The National Labor Relations Board made the initial decision, which was then upheld by the 2-1 4th Circuit ruling, to give ILA members the right to Leatherman’s crane jobs. The panel has until Nov. 29 to provide the Supreme Court with a response in support of its findings.

The ILA has not yet filed a brief in the case. A union spokesman did not respond to a request for comment.

The SPA has said an all-union workforce at Leatherman would raise costs and potentially drive customers to other ports.

Georgia officials said abiding by the 4th Circuit ruling would cost their maritime authority nearly $600 million a year in extra costs — including higher wages and legal risks — and lost revenue at its planned Hutchinson Island terminal on the Savannah River. The $2 billion project, which would be able to handle up to 2 million 20-foot containers annually, is expected to open by 2030.

“If the Fourth Circuit’s decision stands, the same union is certain to induce similar boycotts when the authority opens its newest Savannah terminal,” the Georgia Ports Authority said in its court filing. “If successful — and allowed by federal courts — such secondary boycotts would not only upend a model that has served the authority and Georgia (along with South Carolina) for decades, it could greatly reduce the authority’s shipping and cargo capacity and substantially limit imports and exports throughout the Southeast.”

It’s the first time Georgia has weighed in on the Leatherman dispute.

“The Fourth Circuit’s decision would devastate the authority’s ability to operate new terminals under the appropriate labor model of its choosing and threaten Georgia’s investment in the Port of Savannah,” it said in its brief. “Given the new terminal’s scale and cost, it is critical that the court decide this case, lest the authority’s new port stand idle like South Carolina’s Leatherman Terminal.”

Leatherman’s first phase opened in March 2021 and is designed to handle 700,000 20-foot containers a year. It has operated at less than one-fifth of its capacity because most shipping lines refuse to use it until the labor dispute is settled.
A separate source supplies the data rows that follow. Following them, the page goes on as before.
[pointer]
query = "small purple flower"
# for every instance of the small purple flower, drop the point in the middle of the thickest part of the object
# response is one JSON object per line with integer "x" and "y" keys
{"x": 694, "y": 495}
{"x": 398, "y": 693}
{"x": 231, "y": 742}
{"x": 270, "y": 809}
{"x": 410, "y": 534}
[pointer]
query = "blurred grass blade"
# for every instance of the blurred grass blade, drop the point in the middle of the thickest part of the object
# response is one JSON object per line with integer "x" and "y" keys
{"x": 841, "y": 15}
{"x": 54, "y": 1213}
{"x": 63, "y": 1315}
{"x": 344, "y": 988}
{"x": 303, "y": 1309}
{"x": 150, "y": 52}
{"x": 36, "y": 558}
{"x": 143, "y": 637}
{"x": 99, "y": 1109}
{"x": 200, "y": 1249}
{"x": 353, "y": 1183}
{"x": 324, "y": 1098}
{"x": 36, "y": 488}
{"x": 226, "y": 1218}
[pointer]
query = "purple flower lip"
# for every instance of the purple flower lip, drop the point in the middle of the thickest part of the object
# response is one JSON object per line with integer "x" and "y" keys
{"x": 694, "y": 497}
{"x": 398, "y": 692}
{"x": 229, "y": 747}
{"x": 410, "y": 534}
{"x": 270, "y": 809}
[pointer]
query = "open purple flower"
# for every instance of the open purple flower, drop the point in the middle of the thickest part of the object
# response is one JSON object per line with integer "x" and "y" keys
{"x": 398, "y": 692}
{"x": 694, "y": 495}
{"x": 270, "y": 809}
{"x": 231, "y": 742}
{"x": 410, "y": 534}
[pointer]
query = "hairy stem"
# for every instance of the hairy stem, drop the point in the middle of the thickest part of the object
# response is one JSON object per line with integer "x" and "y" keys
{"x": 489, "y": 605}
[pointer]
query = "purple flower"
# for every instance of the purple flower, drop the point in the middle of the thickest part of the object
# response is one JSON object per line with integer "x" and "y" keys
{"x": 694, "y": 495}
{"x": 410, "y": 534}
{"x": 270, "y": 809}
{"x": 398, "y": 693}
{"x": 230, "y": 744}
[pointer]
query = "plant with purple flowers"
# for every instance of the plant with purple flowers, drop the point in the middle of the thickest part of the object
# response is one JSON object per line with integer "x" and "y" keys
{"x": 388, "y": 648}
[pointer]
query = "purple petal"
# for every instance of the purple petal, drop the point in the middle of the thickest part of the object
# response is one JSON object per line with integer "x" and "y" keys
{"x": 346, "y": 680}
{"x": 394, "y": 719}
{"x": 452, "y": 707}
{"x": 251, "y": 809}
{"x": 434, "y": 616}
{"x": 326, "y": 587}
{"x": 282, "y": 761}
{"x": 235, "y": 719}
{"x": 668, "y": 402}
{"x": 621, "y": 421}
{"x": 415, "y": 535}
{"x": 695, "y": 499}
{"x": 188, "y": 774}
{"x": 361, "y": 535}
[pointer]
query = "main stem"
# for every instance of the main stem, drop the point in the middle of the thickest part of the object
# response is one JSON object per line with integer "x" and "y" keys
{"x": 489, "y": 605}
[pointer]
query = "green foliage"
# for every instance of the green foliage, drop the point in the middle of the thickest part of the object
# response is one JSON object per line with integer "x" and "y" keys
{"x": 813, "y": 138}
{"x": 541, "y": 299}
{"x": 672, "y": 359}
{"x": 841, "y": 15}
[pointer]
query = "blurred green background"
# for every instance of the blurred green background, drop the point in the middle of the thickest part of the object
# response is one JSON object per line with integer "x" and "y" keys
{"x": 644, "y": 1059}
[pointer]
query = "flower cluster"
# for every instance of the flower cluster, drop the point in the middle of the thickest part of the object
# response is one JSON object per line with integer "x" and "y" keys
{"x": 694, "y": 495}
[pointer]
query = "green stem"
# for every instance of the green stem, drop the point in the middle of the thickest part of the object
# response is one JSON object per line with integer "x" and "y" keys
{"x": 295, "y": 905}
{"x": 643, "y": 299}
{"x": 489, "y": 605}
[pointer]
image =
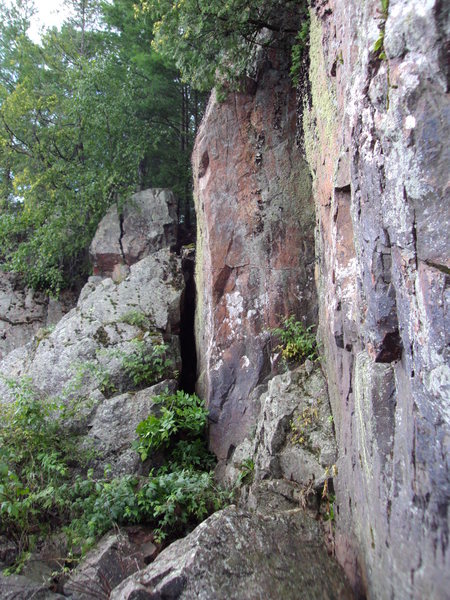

The National Right to Work Foundation said in its filing that the 4th Circuit ruling will likely lead to job losses for the 270 SPA crane operators. The S.C. Chamber of Commerce, in a brief filed with the U.S. Chamber of Commerce and the National Association of Manufacturers, said the lower court decision would “inflict lasting harm” on the East Coast’s economy and the nation’s supply chain.

“Permitting unions to threaten and thwart decades of state investment strategies will chill infrastructure maintenance and enhancement, stifle economic development, and disincentivize supply-chain improvements,” Gov. Henry McMaster and Georgia Gov. Brian Kemp said in a separate brief filed in support of the SPA.